Two carnot engines $$A$$ and $$B$$ are operated in series. The first one, $$A$$, receives heat at $$T_1 (= 600K)$$ and rejects to a reservoir at temperature $$T_2$$. The second engine $$B$$ receives heat rejected by the first engine and, in turn, rejects to a heat reservoir at $$T_3 (= 400K)$$. Calculate the temperature $$T_2$$ if the work outputs of the two engines are equal:

For a reversible Carnot engine, the efficiency is given by the well-known relation

$$\eta = 1 - \dfrac{T_C}{T_H},$$

where $$T_H$$ is the absolute temperature of the hot reservoir and $$T_C$$ is that of the cold reservoir.
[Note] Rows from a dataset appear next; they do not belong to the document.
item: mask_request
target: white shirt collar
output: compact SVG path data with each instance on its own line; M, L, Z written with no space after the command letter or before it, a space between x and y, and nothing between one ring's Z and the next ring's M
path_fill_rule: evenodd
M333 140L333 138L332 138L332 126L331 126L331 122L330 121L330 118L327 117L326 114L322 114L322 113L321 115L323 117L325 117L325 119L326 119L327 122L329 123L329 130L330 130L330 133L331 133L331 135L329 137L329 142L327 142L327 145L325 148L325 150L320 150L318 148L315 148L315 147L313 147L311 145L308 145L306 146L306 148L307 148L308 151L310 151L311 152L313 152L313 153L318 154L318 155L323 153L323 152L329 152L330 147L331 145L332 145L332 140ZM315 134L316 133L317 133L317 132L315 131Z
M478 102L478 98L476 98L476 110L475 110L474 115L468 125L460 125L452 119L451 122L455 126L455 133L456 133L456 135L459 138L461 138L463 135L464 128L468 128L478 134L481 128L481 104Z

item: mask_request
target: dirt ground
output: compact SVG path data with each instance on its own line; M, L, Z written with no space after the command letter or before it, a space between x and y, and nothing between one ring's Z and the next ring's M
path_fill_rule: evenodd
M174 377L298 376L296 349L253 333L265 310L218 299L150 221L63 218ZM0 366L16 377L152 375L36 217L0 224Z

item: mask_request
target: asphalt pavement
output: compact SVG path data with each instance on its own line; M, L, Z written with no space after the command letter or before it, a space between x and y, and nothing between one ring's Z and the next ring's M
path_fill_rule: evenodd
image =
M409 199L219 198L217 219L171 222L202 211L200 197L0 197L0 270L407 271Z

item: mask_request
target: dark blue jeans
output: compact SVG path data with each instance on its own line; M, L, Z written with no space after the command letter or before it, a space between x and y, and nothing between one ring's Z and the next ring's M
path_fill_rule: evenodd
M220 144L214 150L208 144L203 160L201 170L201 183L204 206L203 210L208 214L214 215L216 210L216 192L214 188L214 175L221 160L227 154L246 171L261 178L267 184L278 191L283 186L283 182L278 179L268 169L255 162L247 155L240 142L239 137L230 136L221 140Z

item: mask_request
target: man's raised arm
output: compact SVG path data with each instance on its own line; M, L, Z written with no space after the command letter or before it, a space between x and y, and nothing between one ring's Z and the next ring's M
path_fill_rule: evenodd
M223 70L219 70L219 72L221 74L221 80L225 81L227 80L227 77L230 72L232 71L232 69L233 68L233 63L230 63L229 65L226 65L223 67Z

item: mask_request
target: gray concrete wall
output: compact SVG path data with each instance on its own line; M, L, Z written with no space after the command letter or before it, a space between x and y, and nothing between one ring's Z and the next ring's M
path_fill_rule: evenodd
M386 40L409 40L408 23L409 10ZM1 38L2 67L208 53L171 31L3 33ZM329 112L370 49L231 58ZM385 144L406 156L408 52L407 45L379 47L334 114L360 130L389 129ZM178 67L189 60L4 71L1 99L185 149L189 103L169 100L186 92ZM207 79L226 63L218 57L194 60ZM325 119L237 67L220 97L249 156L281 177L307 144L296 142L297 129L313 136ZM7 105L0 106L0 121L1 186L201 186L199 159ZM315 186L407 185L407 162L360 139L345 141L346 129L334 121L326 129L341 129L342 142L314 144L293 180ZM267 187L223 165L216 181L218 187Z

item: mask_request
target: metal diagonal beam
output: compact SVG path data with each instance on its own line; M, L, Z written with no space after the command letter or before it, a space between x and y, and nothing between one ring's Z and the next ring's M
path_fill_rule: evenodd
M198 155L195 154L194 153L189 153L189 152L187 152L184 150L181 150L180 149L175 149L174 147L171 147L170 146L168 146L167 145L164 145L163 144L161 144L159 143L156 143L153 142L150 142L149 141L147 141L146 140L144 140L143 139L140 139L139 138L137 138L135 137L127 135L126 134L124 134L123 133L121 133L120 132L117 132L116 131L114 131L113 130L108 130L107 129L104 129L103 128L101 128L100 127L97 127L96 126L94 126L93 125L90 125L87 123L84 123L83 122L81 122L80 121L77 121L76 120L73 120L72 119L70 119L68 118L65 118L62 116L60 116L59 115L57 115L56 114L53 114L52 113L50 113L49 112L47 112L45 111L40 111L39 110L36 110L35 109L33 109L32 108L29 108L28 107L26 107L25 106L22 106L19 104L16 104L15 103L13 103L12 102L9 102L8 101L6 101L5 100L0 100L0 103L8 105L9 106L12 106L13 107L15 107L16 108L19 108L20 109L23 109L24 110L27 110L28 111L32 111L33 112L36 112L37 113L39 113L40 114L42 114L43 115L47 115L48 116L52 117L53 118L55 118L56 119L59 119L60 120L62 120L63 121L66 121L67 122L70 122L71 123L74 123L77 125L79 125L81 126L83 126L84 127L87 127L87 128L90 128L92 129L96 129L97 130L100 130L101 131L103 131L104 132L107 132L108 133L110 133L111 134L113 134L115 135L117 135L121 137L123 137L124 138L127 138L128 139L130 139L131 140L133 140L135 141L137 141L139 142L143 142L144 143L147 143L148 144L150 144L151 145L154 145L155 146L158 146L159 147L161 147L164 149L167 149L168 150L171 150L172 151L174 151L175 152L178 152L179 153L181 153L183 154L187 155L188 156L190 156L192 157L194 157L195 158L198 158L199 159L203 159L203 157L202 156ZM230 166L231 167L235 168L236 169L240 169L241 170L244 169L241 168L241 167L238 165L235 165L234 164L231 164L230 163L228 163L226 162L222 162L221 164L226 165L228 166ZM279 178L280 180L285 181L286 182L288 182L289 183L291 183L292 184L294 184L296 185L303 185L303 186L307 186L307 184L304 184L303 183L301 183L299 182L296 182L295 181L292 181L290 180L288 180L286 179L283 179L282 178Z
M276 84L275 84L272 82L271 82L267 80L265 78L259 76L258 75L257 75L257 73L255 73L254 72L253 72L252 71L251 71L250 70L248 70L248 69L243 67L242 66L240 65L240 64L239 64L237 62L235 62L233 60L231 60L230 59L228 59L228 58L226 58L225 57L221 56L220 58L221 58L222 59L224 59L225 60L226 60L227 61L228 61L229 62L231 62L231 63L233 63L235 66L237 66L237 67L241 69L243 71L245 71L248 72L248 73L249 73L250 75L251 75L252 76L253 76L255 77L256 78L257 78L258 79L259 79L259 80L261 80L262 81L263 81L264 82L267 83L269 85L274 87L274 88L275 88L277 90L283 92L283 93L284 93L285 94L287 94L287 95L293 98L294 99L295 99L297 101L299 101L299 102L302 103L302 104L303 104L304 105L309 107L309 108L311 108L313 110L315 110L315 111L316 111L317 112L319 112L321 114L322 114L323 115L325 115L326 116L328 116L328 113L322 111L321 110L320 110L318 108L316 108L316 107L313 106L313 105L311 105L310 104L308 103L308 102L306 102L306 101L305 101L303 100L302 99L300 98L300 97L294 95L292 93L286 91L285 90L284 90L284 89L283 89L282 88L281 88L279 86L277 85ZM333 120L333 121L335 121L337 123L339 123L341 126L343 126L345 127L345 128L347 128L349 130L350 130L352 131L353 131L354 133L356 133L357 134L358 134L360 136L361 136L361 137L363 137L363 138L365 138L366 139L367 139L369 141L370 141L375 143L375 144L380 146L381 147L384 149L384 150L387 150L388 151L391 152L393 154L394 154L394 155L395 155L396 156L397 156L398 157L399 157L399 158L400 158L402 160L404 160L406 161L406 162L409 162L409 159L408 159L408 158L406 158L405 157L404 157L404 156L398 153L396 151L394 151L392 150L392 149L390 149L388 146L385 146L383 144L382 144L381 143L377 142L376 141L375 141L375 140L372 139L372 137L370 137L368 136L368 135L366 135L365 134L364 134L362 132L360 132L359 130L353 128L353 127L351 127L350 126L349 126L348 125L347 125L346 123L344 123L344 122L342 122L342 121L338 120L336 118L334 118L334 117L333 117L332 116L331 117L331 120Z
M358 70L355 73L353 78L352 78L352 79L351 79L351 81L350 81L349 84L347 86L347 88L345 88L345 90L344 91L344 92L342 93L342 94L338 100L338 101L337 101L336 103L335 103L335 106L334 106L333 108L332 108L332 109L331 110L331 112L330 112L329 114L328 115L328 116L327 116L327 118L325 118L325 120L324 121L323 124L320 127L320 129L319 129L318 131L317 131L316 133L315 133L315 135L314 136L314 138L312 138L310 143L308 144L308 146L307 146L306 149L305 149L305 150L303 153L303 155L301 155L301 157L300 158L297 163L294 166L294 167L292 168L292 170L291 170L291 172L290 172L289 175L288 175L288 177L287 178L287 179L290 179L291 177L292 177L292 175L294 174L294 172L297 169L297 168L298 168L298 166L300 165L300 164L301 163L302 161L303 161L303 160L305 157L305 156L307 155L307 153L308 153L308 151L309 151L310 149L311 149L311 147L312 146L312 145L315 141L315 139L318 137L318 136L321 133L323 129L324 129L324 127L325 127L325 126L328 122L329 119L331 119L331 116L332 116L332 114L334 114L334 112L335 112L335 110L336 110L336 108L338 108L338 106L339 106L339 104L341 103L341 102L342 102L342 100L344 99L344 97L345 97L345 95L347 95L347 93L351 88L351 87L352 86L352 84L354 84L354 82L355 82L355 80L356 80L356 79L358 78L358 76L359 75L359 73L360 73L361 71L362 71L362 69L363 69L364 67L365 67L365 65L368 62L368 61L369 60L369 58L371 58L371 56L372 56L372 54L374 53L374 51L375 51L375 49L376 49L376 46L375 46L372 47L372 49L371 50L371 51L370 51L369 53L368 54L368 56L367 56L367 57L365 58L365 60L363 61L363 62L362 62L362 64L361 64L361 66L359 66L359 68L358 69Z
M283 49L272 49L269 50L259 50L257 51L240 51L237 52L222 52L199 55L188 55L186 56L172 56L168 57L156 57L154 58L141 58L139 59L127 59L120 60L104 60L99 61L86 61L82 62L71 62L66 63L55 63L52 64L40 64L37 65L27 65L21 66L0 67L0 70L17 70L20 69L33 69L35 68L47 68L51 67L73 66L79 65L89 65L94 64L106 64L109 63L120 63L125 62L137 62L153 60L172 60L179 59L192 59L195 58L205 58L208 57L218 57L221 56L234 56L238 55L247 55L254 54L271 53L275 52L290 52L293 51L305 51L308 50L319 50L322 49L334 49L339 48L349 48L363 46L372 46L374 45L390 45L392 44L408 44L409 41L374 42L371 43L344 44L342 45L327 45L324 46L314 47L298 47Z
Another equally useful Carnot relation is the proportionality of heats to temperatures,

$$\dfrac{Q_C}{Q_H} = \dfrac{T_C}{T_H},$$

because the entropy change $$\dfrac{Q}{T}$$ is the same for both reservoirs in a reversible cycle.

Let the heat absorbed by engine $$A$$ from the source at $$T_1 = 600 \text{ K}$$ be $$Q_1$$. This engine rejects heat $$Q_2$$ to the intermediate reservoir at the unknown temperature $$T_2$$. Applying the heat-temperature ratio to engine $$A$$ we write

$$\dfrac{Q_2}{Q_1} = \dfrac{T_2}{T_1} \quad\Longrightarrow\quad Q_2 = Q_1 \dfrac{T_2}{T_1}.$$

The work output of engine $$A$$ is the difference between the heat absorbed and the heat rejected:

$$W_A = Q_1 - Q_2 = Q_1 - Q_1 \dfrac{T_2}{T_1} = Q_1\left(1 - \dfrac{T_2}{T_1}\right) = Q_1\dfrac{T_1 - T_2}{T_1}.$$

The heat $$Q_2$$ becomes the input to engine $$B$$, whose hot reservoir is at $$T_2$$ and whose cold reservoir is at $$T_3 = 400 \text{ K}$$. For engine $$B$$ the Carnot heat ratio gives

$$\dfrac{Q_3}{Q_2} = \dfrac{T_3}{T_2} \quad\Longrightarrow\quad Q_3 = Q_2 \dfrac{T_3}{T_2}.$$

The work output of engine $$B$$ is therefore

$$W_B = Q_2 - Q_3 = Q_2 - Q_2 \dfrac{T_3}{T_2} = Q_2\left(1 - \dfrac{T_3}{T_2}\right) = Q_2\dfrac{T_2 - T_3}{T_2}.$$

Substituting $$Q_2 = Q_1\dfrac{T_2}{T_1}$$ into this expression yields

$$W_B = \left(Q_1\dfrac{T_2}{T_1}\right) \dfrac{T_2 - T_3}{T_2} = Q_1\dfrac{T_2 - T_3}{T_1}.$$

The problem states that the two engines deliver equal work, so we set $$W_A = W_B$$:

$$Q_1\dfrac{T_1 - T_2}{T_1} = Q_1\dfrac{T_2 - T_3}{T_1}.$$

The common factor $$\dfrac{Q_1}{T_1}$$ cancels out, leaving a simple linear equation in $$T_2$$:

$$T_1 - T_2 = T_2 - T_3.$$

Rearranging gives

$$2T_2 = T_1 + T_3 \quad\Longrightarrow\quad T_2 = \dfrac{T_1 + T_3}{2}.$$

Substituting the numerical values $$T_1 = 600 \text{ K}$$ and $$T_3 = 400 \text{ K}$$, we find

$$T_2 = \dfrac{600 + 400}{2} = \dfrac{1000}{2} = 500 \text{ K}.$$

Hence, the correct answer is Option A.